Often you may have inferences from multiple different models on the same dataset - this happens most commonly when you have trained a new model and want to compare it to an old model on a validation dataset.
Aquarium offers functionality to compare inferences from multiple models on the same dataset to see how your high-level metrics changed. You can also drill down into the exact circumstances where the inferences differ - where one model performs better or worse compared to the other.
To compare inferences, you will need to upload multiple sets of inferences with the same project and base dataset with the Python client API.
For example, uploading a labeled base dataset might look like the following:
python3 upload_to_aquarium.py \--aquarium-project example_project \--aquarium-dataset example_dataset
Now we may want to upload a set of inferences from model A on the base dataset:
python3 upload_to_aquarium.py \--aquarium-project example_project \--aquarium-dataset example_dataset \--inferences-id model_a
And then uploading another set of inferences from model B on the same base dataset:
python3 upload_to_aquarium.py \--aquarium-project example_project \--aquarium-dataset example_dataset \--inferences-id model_b
Once you have multiple sets of inferences for the same dataset, you can select a second set of inferences from the top query bar by clicking the "+" icon and selecting another set of inferences from the dropdown. In this document, we'll refer to those as the "base inferences" and "other inferences" respectively.

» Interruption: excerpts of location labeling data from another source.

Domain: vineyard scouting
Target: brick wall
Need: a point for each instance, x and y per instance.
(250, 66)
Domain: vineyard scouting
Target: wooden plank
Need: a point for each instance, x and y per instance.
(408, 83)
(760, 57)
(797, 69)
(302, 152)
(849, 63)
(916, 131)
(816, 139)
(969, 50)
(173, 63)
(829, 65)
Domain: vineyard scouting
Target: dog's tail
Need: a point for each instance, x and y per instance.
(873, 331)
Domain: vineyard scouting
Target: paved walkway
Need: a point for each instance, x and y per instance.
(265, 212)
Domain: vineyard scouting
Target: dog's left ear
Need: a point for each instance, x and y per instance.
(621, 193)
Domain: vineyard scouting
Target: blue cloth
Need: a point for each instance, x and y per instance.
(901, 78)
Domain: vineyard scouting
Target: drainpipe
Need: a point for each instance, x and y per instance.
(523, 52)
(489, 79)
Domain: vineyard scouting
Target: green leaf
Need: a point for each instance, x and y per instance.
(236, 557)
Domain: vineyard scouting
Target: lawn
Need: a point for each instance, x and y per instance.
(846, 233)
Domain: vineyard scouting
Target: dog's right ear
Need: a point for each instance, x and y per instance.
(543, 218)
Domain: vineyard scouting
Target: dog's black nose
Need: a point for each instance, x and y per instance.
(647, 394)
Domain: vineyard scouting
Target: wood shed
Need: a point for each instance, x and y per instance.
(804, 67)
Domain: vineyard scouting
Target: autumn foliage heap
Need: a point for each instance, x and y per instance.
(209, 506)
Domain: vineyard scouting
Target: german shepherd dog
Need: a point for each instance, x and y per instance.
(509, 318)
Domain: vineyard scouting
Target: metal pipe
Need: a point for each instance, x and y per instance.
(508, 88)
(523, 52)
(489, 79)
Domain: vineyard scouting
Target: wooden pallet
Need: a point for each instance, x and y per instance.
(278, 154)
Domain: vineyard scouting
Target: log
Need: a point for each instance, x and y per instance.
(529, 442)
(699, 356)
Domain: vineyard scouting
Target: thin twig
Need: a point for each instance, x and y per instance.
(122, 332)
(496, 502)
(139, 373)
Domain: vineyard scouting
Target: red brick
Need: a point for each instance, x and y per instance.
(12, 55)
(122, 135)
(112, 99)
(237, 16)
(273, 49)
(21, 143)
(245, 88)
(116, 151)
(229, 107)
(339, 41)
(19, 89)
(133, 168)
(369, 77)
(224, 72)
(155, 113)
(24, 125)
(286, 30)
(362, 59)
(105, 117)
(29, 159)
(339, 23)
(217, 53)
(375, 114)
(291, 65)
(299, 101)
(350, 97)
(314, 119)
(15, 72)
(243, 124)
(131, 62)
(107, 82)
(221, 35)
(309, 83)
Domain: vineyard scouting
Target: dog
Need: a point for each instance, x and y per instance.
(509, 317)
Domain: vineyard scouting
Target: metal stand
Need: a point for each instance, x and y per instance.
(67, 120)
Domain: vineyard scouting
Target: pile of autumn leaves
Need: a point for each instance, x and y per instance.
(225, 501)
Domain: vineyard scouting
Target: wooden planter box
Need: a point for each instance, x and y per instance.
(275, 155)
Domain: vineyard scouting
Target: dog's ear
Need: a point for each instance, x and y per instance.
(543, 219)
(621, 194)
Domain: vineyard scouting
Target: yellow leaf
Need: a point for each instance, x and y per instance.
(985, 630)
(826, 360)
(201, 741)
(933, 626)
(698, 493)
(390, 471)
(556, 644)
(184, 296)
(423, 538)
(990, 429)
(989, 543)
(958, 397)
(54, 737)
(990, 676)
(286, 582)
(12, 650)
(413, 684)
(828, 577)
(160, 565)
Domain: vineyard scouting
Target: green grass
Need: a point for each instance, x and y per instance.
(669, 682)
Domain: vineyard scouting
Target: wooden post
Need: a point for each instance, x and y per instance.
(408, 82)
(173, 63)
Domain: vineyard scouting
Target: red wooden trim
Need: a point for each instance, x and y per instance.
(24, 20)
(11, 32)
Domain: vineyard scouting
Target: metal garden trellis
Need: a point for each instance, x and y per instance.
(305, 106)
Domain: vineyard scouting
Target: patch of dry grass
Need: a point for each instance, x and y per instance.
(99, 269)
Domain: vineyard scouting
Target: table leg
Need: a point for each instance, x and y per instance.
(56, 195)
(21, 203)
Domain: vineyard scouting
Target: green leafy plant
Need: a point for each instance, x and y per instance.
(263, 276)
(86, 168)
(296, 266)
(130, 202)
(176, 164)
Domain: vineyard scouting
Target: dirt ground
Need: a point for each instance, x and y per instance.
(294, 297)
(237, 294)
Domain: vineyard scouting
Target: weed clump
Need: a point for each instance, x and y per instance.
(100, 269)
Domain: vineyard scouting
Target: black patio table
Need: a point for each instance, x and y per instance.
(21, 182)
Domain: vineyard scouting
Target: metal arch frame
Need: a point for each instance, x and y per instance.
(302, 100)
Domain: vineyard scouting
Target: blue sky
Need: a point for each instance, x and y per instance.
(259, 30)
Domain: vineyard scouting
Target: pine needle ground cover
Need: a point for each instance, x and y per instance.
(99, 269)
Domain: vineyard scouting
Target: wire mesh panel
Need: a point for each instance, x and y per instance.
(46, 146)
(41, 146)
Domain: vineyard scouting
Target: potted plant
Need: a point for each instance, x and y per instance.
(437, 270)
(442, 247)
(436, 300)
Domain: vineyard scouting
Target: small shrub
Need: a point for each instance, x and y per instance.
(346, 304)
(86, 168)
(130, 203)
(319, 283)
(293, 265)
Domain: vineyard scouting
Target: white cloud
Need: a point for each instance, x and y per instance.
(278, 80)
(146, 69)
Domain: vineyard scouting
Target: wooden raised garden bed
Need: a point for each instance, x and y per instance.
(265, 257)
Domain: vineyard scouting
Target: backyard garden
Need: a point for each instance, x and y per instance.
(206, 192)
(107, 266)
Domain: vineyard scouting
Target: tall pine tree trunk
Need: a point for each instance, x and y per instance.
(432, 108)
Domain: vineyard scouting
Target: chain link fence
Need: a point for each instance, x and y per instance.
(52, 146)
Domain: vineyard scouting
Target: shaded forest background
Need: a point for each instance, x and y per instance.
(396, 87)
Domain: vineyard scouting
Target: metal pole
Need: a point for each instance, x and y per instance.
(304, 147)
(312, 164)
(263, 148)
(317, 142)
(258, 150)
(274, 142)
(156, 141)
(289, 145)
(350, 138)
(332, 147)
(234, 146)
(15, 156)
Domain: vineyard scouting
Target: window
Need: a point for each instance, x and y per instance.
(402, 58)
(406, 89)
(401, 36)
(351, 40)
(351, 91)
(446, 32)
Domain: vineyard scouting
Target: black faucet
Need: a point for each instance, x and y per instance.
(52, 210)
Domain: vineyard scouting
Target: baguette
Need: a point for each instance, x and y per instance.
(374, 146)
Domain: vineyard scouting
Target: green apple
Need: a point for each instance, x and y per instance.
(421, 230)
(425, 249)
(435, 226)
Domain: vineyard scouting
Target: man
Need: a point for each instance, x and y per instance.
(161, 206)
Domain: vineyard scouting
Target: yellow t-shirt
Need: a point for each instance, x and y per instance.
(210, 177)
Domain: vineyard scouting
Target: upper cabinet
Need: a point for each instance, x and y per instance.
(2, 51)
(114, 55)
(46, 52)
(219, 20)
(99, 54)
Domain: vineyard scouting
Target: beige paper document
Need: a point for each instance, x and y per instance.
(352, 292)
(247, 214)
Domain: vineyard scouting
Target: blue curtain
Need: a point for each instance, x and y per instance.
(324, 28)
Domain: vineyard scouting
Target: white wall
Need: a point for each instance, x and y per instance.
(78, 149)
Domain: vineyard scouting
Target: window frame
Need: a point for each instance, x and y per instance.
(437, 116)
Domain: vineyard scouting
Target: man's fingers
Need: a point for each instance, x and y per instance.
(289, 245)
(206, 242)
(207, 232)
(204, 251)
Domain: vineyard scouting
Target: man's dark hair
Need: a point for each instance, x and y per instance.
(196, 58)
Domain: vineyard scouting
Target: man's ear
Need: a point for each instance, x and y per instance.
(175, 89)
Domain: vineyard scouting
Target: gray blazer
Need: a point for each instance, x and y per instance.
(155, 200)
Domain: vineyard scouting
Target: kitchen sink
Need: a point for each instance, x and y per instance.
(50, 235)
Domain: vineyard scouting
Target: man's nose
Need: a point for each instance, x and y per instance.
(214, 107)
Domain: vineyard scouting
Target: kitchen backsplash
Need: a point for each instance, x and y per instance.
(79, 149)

With a second set of inferences selected, you can now write queries that reference the labels in the labeled dataset, the base inference set, and the other inference set:
When comparing multiple sets of inferences, the label viewer will draw inferences with an additional diagonal hatching pattern -- bottom-left to top-right for the base inference set, and top-left to bottom-right for the other inference set.
When viewing multiple inferences for a semantic segmentation task, we present a separate view that captures pixel-wise changes.
On the left, we have the three masks rendered on top of the image. On the right, we have a diff overlay that shows overall correctness of the two inference sets, as well as where they improved/worsened. The divider between the sections can be dragged, to make certain images larger or smaller:
The diff map is colored according to the following scheme:
Blue: Both inference sets agree with the labels.
Yellow: Both inference sets disagree with the labels.
Green: The base inference set disagreed, and the other inference set agrees.
Red: The base inference set agreed, and the other inference set disagrees.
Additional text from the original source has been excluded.